How To Install a Clothesline and Save Energy

Filed under Cleaning, Home Improvement, Kitchens & Baths, Uncategorized

People have been hanging clothes out to dry since they first started washing clothes. Hanging clothes out on a sunny day is the perfect way to save energy and enjoy that freshly laundered smell without laundry additives. Clothes dried on a clothesline outside have a wonderful, sunny, fresh air quality that adds to the enjoyment of wearing them.

There are many ways to install a clothesline. Some people even hang their clothes up to dry in a warm spot like a basement or back porch in their house. There are the small single pole carousel type clotheslines as well as two pole installations. We will talk about the traditional clothesline installation with two clothes poles and line strung in between.

Preparation

  1. Measure off a suitable distance in your back or front yard.
  2. Try to keep your clothesline away from fences, trees and tall shrubs, which birds inhabit in the spring and summer.
  3. Dig two holes at least two feet deep and one foot wide minimum, the proper distance apart.

Clotheslines are the perfect way to save energyConstruction

  1. Build two tee shaped poles out of at least 2” galvanized pipe 8’ long minimum. The cross pipe on top should be 2 pieces at least 18” long. Screw all three pieces into a 2” galvanized tee.
  2. You can also use square steel tube but it should be heavy gauge, welded, and galvanized.
  3. You can drill the cross pipe in 6 evenly spaced places and install eye bolts with nuts and washers or just tie your clothesline cord to the cross pipe.
  4. Set the clothesline poles in the holes in the ground, prop them upright and plumb them, and pour them in cement. Make sure the cross pipes are parallel.
  5. When the cement is cured, tie one end of the clothesline to one end of a cross pipe, take it down to the opposite clothesline pole and wrap the line around the cross pipe. Move the line over about 1’ on the cross pipe and wrap it around the horizontal cross pipe, then take it down to the first clothesline pole and repeat until you have as many clotheslines as you think you will need.

Tips

Use a good quality cotton or poly rope for clothesline. It is better to change it every year than to use an inferior product that will damage your laundry. Avoid the wire type rope wrapped in a plastic coating. The plastic will wear through or harden and break and the wire will rust, staining your laundry.

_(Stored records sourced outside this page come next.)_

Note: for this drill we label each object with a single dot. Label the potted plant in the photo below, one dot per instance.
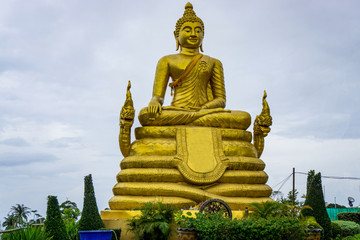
(154, 221)
(186, 223)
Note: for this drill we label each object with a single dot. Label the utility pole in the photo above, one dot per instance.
(293, 186)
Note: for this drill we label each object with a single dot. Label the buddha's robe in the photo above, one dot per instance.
(202, 88)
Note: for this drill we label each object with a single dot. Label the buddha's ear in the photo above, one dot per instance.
(177, 41)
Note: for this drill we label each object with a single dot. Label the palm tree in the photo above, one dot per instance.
(20, 213)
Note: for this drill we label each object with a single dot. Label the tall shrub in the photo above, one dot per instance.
(315, 199)
(90, 217)
(54, 225)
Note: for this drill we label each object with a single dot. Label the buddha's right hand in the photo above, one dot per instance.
(154, 108)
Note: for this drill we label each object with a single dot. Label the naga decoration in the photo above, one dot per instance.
(262, 126)
(127, 115)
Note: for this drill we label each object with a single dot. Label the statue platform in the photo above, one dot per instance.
(184, 166)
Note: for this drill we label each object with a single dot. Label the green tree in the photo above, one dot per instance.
(90, 217)
(9, 221)
(54, 225)
(69, 210)
(265, 209)
(20, 213)
(315, 199)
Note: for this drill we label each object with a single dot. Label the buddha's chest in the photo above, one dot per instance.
(201, 71)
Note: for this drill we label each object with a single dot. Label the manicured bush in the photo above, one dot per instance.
(54, 225)
(336, 229)
(315, 199)
(348, 228)
(217, 227)
(349, 216)
(30, 233)
(154, 221)
(90, 217)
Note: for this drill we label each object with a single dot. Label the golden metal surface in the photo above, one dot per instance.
(262, 126)
(127, 115)
(193, 149)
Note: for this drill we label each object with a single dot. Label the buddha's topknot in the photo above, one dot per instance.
(189, 16)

Make sure your poles are well buried and supported. The weight of heavy wet laundry will tend to bend the poles toward each other.

Hang the heaviest items like blankets, linens, blue jeans, etc., nearest the clothesline poles. Hang the lightest items like pillowcases, hand towels, lingerie, and undergarments, nearer the center of the clothesline.

The clothesline will stretch so make sure you string the line tightly when you first put it up. You will probably want to retighten the line each spring.